Als einzige unter ihren Kollegen hat die Bildungssenatorin Christa Goetsch in Hamburg ein dickes Plus im Etat. Die Grünen-Politikerin darf allein dieses Jahr zusätzliche 22 Millionen Euro ausgeben – für neue Lehrer, kostenlose Schulbücher und besseren Unterricht. Bei einer Schulreform wollte der schwarz-grüne Senat auch die Opposition mit im Boot haben. Das kostete. „Alle Parteien sind sich einig, dass Bildung Schwerpunkt in Hamburg wird“, frohlockt Goetsch über den Hamburger Schulfrieden. Ihre Kollegen im Senat sind neidisch, sie müssen in ihren Ressorts sparen. Der Hamburger Bildungsfrieden ist nämlich hauptsächlich auf Pump finanziert. So ist sich Goetsch mit Kultusministern von CDU und FDP einig: die Länder brauchen mehr Einnahmen, um alle von der Verfassung verlangten Aufgaben zu erfüllen.

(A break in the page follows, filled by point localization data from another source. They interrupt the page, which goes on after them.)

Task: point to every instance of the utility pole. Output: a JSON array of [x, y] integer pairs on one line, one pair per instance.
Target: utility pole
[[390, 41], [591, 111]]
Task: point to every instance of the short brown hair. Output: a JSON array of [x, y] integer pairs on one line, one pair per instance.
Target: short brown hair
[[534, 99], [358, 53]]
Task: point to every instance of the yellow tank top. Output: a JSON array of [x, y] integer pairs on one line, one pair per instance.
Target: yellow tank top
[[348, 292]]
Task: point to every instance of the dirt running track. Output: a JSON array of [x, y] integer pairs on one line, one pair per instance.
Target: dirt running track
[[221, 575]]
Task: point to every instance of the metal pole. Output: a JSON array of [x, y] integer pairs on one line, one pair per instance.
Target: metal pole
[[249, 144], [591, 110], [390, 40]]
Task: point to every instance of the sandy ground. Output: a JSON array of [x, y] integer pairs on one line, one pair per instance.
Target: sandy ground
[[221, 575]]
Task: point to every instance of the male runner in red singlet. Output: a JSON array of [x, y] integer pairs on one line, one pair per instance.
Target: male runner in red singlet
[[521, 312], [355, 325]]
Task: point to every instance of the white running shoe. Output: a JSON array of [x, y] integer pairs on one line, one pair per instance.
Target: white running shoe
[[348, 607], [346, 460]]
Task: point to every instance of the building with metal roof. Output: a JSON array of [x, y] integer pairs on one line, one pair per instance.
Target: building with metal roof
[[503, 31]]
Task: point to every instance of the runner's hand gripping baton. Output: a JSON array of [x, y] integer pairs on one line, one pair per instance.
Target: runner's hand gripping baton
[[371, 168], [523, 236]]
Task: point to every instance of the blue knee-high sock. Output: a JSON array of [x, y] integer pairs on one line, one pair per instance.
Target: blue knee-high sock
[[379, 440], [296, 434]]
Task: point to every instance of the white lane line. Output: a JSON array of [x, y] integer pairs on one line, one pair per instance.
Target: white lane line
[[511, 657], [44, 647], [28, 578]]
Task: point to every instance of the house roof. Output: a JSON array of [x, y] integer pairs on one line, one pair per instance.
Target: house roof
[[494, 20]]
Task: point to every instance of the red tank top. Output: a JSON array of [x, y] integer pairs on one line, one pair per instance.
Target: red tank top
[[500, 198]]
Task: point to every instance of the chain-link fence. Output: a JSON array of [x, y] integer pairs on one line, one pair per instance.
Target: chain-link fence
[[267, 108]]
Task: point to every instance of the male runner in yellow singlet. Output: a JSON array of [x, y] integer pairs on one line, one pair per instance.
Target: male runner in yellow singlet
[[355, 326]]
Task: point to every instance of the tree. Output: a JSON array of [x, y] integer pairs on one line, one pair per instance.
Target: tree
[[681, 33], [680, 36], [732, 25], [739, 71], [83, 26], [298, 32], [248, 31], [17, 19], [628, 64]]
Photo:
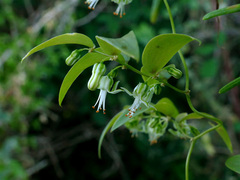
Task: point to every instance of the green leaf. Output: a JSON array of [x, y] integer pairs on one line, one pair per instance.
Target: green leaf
[[233, 163], [123, 118], [106, 129], [161, 49], [167, 107], [225, 137], [69, 38], [223, 11], [127, 44], [230, 85], [83, 63]]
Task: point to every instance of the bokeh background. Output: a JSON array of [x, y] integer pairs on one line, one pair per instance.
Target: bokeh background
[[39, 139]]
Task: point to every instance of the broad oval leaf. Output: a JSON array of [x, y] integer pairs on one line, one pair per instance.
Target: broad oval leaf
[[123, 118], [233, 163], [127, 44], [230, 85], [86, 61], [106, 129], [156, 4], [69, 38], [161, 49], [166, 107], [222, 11]]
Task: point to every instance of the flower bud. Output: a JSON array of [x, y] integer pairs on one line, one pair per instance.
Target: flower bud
[[74, 57], [98, 71], [157, 89], [176, 73], [106, 83]]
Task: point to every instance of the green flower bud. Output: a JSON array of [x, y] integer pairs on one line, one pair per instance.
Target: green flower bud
[[98, 71], [176, 73], [106, 83], [157, 89], [74, 57]]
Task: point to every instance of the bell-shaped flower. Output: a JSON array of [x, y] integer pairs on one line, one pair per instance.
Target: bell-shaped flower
[[98, 71], [142, 94], [106, 85], [91, 3], [120, 9]]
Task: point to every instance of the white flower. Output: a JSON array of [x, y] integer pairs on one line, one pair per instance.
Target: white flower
[[120, 9], [105, 86], [91, 3], [142, 94]]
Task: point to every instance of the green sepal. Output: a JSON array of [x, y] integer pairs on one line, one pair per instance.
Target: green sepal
[[222, 11], [233, 163], [105, 130], [225, 137], [127, 45], [123, 118], [86, 61], [69, 38], [166, 107], [159, 50]]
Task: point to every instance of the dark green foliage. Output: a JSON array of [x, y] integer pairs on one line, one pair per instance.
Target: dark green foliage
[[40, 140]]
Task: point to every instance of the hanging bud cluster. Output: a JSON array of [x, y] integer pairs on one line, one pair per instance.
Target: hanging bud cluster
[[104, 83], [155, 128], [120, 9], [74, 57], [91, 3]]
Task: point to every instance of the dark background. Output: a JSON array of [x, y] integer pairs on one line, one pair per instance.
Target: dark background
[[39, 139]]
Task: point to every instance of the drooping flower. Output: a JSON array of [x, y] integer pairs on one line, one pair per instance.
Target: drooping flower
[[105, 86], [91, 3], [98, 71], [142, 94], [155, 128], [121, 7]]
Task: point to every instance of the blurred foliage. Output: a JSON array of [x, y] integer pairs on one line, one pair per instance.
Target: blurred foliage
[[41, 140]]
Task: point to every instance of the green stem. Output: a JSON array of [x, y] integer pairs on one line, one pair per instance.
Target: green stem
[[208, 116], [135, 70], [174, 88], [207, 131], [193, 141]]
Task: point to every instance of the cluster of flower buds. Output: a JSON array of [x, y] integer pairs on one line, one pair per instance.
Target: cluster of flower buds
[[73, 57], [104, 83], [120, 9], [91, 3], [182, 128], [155, 128]]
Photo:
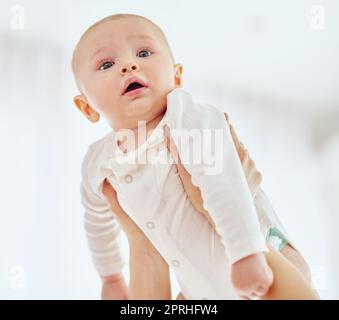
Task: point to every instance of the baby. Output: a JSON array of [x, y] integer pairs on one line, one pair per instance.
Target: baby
[[125, 71]]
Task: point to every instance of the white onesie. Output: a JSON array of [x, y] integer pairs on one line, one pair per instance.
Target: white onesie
[[153, 196]]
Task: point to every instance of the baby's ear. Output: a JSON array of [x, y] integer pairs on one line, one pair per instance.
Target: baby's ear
[[178, 74], [81, 103]]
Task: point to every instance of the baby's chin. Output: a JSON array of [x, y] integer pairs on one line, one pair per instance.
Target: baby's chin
[[143, 108]]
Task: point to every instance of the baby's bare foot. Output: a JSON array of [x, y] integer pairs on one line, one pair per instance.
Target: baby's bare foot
[[251, 276]]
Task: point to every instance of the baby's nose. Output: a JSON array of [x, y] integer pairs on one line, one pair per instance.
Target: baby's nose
[[129, 67]]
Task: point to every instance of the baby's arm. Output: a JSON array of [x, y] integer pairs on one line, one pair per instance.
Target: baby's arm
[[224, 189], [149, 272], [102, 233]]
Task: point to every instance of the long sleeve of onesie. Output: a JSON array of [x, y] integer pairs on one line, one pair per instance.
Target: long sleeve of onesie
[[102, 228], [224, 189]]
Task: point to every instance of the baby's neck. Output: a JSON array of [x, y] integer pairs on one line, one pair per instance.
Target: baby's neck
[[150, 125]]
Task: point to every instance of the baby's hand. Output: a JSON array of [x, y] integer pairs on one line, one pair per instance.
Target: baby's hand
[[114, 288], [251, 276]]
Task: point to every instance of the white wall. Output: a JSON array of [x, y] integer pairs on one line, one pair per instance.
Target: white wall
[[267, 64]]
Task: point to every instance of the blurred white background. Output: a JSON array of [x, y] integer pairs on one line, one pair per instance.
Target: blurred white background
[[272, 65]]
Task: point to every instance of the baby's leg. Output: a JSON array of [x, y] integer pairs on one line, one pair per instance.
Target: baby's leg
[[289, 283]]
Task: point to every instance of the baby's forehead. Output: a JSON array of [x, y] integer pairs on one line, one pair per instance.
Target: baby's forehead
[[115, 30]]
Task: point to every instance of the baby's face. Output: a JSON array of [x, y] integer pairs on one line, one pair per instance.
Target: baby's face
[[115, 52]]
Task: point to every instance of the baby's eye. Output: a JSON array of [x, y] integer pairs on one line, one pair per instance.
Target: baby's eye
[[144, 53], [106, 65]]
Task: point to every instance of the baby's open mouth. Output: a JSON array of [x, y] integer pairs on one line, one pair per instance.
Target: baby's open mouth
[[133, 86]]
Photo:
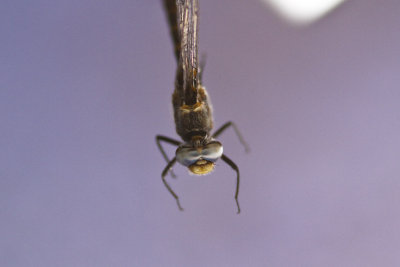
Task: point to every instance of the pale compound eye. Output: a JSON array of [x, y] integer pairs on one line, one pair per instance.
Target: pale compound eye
[[187, 155], [212, 151]]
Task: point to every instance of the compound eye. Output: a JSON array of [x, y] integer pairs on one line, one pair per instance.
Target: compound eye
[[187, 155], [212, 151]]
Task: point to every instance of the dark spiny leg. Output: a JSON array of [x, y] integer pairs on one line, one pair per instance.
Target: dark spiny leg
[[235, 167], [160, 138], [241, 139], [164, 173]]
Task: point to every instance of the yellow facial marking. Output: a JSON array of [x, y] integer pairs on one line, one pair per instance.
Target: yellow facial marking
[[201, 167]]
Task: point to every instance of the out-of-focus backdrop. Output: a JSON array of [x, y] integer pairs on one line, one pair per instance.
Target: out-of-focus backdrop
[[86, 85]]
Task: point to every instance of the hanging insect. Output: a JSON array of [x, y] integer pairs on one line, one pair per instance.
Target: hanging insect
[[191, 104]]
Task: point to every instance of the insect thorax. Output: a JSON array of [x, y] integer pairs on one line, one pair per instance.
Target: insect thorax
[[193, 120]]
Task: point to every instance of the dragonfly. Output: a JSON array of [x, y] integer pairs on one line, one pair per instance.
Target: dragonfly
[[192, 108]]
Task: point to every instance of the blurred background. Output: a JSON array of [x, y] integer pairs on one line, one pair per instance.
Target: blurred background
[[86, 85]]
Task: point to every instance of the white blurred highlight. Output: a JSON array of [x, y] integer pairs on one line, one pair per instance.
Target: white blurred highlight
[[303, 12]]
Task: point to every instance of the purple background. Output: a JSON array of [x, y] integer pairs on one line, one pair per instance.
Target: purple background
[[86, 85]]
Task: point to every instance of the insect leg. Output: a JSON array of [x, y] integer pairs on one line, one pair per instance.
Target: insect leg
[[239, 135], [236, 169], [163, 174], [160, 138]]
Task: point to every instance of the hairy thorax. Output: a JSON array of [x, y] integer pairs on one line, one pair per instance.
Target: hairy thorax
[[193, 120]]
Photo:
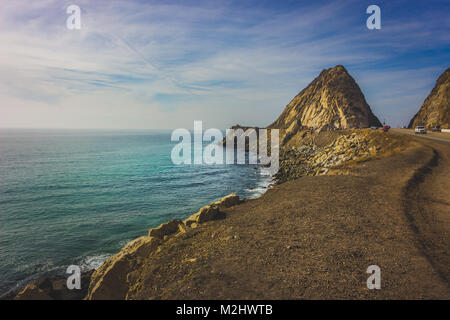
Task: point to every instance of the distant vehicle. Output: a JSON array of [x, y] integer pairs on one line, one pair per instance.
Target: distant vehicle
[[436, 129], [420, 129]]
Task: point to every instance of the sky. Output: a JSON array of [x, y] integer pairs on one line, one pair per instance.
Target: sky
[[163, 64]]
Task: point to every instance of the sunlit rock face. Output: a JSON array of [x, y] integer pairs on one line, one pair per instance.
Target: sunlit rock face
[[435, 110], [332, 100]]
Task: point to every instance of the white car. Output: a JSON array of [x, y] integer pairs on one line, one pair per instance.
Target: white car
[[420, 129]]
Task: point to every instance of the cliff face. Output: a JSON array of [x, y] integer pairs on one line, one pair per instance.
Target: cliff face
[[331, 99], [435, 110]]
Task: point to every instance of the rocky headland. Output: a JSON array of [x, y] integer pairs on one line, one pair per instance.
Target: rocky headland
[[342, 201], [435, 110]]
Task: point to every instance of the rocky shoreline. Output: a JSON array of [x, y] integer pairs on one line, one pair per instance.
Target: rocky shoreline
[[309, 157]]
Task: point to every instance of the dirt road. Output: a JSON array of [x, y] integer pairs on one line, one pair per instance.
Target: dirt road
[[314, 238], [437, 136]]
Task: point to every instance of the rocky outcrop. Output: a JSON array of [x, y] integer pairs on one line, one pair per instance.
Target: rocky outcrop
[[119, 274], [332, 100], [435, 110]]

Die Finanzminister haben sich bereits geeinigt, wie: der Bund soll den Ländern 2,9 Punkte von der Mehrwertsteuer abgeben, gern mehr. 2,9 Prozent entsprächen genau 5,2 Milliarden Euro und damit dem Anteil an der Gipfelsumme, den der Bund ohnehin zugesagt hat. Bis jetzt sträuben sich Bundesfinanzminister Wolfgang Schäuble und Bundesbildungsministerin Annette Schavan. Aber bis zum 10. Juni bleibt noch Zeit zum Feilschen. Schließlich kann es sich die Kanzlerin nicht leisten, dass noch andere Länder aus der Bildungsrepublik zurücktreten.